Unless your doctor can’t do laparoscopic surgery ot there are other reasons why it isn’t possible, you’d be stupid to choose traditional surgery over laparoscopic. It is the difference bewtween a recovery period of days/few weeks versus weeks/months. Laparoscopic gives you five little scars that look like mosquito bites; traditional surgery requires you to be zippted open wide. Why would anyone choose that voluntarily?
Also, the lapband has a complication rate of alsmost 50 percent, compared to less then 10 % with gastric bypass. So the odds are 50 percent or more that you will have enough trouble with the lap band to need another surgery to fix it or get it out. That should count more then the initial recovery time, I think. And gastric bypass surgery still gets perfected, with better and better results. And there are different kinds, each with their own indications: the RouxenY, the sleeve, the Mini, etc. So, I say again, don’t go the lap band route.
Your other point is spot on. No-one should have bariatric surgery if they have real trouble with binging. If they can’t stop yourself from eating even when it hurts, they will damage themselves after surgery. That’s were self knowledge and therapy can help in the pre-surgery period.
That does suck. I can’t imagine being on the receiving end of that from someone who is supposed to be a professional. I’m glad you fired him. I’m hoping you found someone who is more compassionate.
For what it’s worth, I’m a stress eater, too. But, paradoxically, I can manage the stress if I watch what I eat and follow a structured plan. Knowing what I’m going to eat helps remove that source of stress and breaks the vicious cycle of overeating, guilt, overeating. So forget what the asshole doctor told you. Just get back to MyFitnessPal and get religious about it. I promise it’ll help.
I’m a constant food thinker too. I’ve managed to lose around 17kg (37 pounds) since September of last year by making diet changes and using the points system with Weight Watchers.

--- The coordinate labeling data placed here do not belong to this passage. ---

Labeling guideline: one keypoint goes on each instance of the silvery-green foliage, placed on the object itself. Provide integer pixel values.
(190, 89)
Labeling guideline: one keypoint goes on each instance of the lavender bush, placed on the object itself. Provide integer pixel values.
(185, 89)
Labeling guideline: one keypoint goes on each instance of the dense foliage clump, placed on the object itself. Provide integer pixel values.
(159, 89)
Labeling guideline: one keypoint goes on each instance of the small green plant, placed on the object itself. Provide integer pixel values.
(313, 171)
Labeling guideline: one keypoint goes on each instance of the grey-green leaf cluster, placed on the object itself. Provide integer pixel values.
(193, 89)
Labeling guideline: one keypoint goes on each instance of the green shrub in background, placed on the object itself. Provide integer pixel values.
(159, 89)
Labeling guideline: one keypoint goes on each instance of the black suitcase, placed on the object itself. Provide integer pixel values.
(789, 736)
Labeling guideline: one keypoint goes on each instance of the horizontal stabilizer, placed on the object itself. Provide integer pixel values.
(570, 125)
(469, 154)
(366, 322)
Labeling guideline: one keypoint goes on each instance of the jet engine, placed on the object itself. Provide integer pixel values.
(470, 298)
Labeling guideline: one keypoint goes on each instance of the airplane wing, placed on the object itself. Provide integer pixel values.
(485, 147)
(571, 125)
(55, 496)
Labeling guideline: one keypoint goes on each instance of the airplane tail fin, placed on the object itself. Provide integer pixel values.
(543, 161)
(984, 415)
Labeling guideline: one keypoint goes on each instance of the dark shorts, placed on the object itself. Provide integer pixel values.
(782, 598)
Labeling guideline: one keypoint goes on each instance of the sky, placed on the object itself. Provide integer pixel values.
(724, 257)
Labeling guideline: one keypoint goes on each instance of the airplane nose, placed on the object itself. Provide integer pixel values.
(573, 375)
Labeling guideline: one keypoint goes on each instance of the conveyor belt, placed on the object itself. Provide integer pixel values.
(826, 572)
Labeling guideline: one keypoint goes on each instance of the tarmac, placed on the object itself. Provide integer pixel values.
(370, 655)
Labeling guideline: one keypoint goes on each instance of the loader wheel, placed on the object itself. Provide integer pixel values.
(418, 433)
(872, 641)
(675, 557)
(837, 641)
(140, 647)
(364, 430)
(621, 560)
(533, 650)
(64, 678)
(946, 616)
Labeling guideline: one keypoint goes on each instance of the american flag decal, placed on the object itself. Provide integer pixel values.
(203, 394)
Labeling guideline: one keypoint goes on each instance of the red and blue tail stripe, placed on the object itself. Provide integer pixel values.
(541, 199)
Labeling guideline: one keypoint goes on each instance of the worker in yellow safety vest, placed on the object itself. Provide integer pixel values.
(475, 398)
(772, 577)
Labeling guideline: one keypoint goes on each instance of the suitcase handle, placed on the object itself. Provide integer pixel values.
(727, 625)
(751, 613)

I think the biggest factor in my success so far has been the changes (not reductions) I’ve made to my diet. I now avoid bread, cereals, potatoes, pasta and rice (although I will eat pasta and rice occassionally, just in greatly reduced quantities).
So now for breakfast I have a breakfast sausage, egg and two rashers of bacon. At lunch, I have a chicken salad and fruit, and for dinner I’ll have meat and vegetables, followed by a light dessert yoghurt. It’s almost the ‘breakfast like a king, lunch like a prince, dine like a pauper’ approach. I still have treats, like my beloved Cadbury brunch bars, so long as my points allows.
The difference this has made to my brain has been amazing. That big breakfast sets me up for the entire morning, I don’t get brain or stomach hungry (and if you are a food thinker, I’m sure you’ll understand the difference) until lunch time or even later - just yesterday I had a really busy day at work and it was only at 3pm that I worked out my stomach was sore because I hadn’t eaten lunch.